The mean time interval for advanced CRCs (ACs) detected via CS surveillance was 28.7 months (95% confidence interval: 13.8-43.5). The rate of AC detection within (2.1%) and beyond 2 years (8.7%) differed significantly (p = 0.0003). AAs accounted for 43%, 46%, and 41% of lesions < 10 mm in size in the MLH1-, MSH2-, and MSH6-groups, respectively. The lifetime incidence of metachronous CRCs requiring intestinal resection for path_MLH1, path_MSH2, and path_MSH6 cases was 34%, 23%, and 14% in these cases, respectively. The cumulative CRC incidence showed a trend towards a 10-year delay for path_MSH6 cases as compared with that for path_MLH1 and path_MSH2 cases.

CONCLUSIONS

In cases with path_MLH1, path_MSH2, and path_MSH6, maintaining an appropriate CS surveillance interval of within 2 years is advisable to detect of the colorectal lesion amenable to endoscopic treatment. path_MSH6 cases could be stratified with path_MLH1 and MSH2 cases in terms of risk of metachronous CRC and age of onset.

摘要

背景

林奇综合征(LS)患者行结肠镜检查(CS)的最佳监测间隔时间,以及根据致病错配修复基因突变进行分层,一直备受关注。为了验证一种可行且有效的 CS 监测策略,我们研究了不同监测间隔时间 LS 患者结直肠癌(CRC)的发生率和癌前结直肠病变的特征。

方法

这是一项在日本进行的回顾性多中心研究。根据 1756 例已注册 CS 的资料,对 316 例携带种系致病性变异(path_)的 LS 患者的 CRC 和高级腺瘤(AA)进行分析。

结果

通过 CS 监测发现的晚期 CRC(AC)的平均时间间隔为 28.7 个月(95%置信区间:13.8-43.5)。在 2 年内(2.1%)和超过 2 年(8.7%)检测到 AC 的比例有显著差异(p = 0.0003)。

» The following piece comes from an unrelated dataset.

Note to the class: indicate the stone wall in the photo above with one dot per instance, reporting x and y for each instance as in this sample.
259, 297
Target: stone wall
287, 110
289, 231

在大小<10mm 的病变中,AA 分别占 MLH1-、MSH2-和 MSH6-组的 43%、46%和 41%。path_MLH1、path_MSH2 和 path_MSH6 患者需要肠切除的 MLH1、MSH2 和 MSH6 病例的异时性 CRC 的终生发生率分别为 34%、23%和 14%。CRC 累积发生率显示,path_MSH6 病例比 path_MLH1 和 path_MSH2 病例的 CRC 发病时间延迟了 10 年。

结论

在 path_MLH1、path_MSH2 和 path_MSH6 患者中,建议将 CS 监测间隔保持在 2 年内,以便发现可进行内镜治疗的结直肠病变。path_MSH6 病例可以与 path_MLH1 和 MSH2 病例一起根据异时性 CRC 的风险和发病年龄进行分层。